1949 British adventure film

The Jack of Diamonds is a 1949 British adventure film directed by Vernon Sewell and starring Nigel Patrick, Cyril Raymond and Joan Carroll. Its plot follows an ex-soldier who persuades some yacht owners to help recover a treasure chest of jewels he hid off the French coast in 1940 during the Second World War. It once was considered a lost film, but is now available through various private collectors.

==Plot==
A once wealthy but now impoverished English couple, Roger and Joan Keen, are forced to offer their yacht for charter. It's taken by a man claiming to be an Alan Butler, who wants to sail to the coast of France to recover a sunken chest of jewels given to him, three years ago, by a Frenchman who'd trusted him to look after them until the war ended, but Butler's ship had sunk before being able to return safely to England. Joan meets a French woman named Giselle. Without knowing the purpose of Joan's real reasons for being in France, a melancholy Giselle confides to her the story of how her father had entusted his jewells to an Alan Butler during the German occupation; how Butler's ship had sunk; and that she thought the recovery of them without knowing the ship's location was hopeless. Butler finds the treasure whilst Roger and Joan are ashore with Giselle. Upon their return, and after it's revealed the man claiming to be Butler is an imposter who'd once known him, he sets the others adrift, and steals their boat. He is captured after a chase, and set adrift himself with his accomplices. Their rightful owner, Giselle, generously shares with the jewels with Joan and Roger.

==Cast==
- Nigel Patrick as Alan Butler
- Cyril Raymond as Roger Keen
- Joan Carroll as Joan Keen
- Dolly Bouwmeester as Giselle
- John Basings as Parsons
- Darcy Conyers as Colin Campbell
- Vernon Sewell as engineer
- Edwin Richfield as George Paxton
- Guy Romano as Douamier

==Production==
Sewell filmed parts of the film on his own personal yacht.

==Critical reception==
The Monthly Film Bulletin wrote: "Neat dialogue, plausible characterisation and good photography are the main features of this pleasantly unpretentious piece of film making. The cast, headed by Nigel Patrick as Butler, and Cyril Raymond and Joan Carol as the Keens, enters more than competently into the general spirit of adventure."
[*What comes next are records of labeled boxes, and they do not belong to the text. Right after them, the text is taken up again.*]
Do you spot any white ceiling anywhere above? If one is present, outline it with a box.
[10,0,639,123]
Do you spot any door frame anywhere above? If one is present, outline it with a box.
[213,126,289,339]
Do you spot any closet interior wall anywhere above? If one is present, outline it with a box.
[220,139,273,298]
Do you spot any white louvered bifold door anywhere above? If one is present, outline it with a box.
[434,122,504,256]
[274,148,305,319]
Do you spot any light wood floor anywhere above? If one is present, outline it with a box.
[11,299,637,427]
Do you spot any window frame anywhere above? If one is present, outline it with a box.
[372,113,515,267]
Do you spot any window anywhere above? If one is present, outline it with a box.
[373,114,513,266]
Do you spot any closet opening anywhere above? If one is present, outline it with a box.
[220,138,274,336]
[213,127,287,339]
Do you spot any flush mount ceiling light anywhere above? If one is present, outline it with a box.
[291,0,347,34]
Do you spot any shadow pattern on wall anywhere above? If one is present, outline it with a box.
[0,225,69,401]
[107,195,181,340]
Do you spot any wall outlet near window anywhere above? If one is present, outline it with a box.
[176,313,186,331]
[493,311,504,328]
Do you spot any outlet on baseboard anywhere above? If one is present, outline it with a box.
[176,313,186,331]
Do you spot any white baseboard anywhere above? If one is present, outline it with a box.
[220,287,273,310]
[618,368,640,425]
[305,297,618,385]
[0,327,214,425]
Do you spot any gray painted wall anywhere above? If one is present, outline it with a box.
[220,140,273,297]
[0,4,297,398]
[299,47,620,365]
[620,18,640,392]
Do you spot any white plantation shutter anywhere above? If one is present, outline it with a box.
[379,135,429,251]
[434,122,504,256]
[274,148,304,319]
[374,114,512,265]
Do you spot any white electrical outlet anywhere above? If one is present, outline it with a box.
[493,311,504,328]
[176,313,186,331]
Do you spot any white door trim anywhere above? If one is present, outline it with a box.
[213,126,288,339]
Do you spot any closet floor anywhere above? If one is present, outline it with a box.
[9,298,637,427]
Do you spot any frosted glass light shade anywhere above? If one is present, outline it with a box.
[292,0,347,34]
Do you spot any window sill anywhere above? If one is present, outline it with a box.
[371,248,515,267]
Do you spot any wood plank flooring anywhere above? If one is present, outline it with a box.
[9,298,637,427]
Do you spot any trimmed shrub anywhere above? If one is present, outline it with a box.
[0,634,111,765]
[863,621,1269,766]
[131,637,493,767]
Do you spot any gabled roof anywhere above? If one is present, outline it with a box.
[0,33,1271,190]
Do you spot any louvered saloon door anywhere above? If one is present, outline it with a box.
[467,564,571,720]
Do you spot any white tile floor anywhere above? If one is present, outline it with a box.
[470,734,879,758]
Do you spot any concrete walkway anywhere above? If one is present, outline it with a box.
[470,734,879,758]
Kine Weekly wrote: "The hand-picked leading players display plenty of spirit and their eager teamwork, coupled with authentic and picturesque backgrounds, brings out the best in the engaging and exciting piratical yarn. Independent of the studio, it obviously cost no fortune to make, but every cent is on the screen. ... The picture takes quite long enough to unfold, but, although it ships a little water as it nears the end of its Channel adventure, the enthusiasm of the cast, director and technicians never wanes. A jolly and lively improvisation, it's certain to register with the general run of picturegoers. It has a real salty tang."

TV Guide gave the film two out of four stars, writing: "This well-paced effort takes full advantage of its characterizations and the high seas background."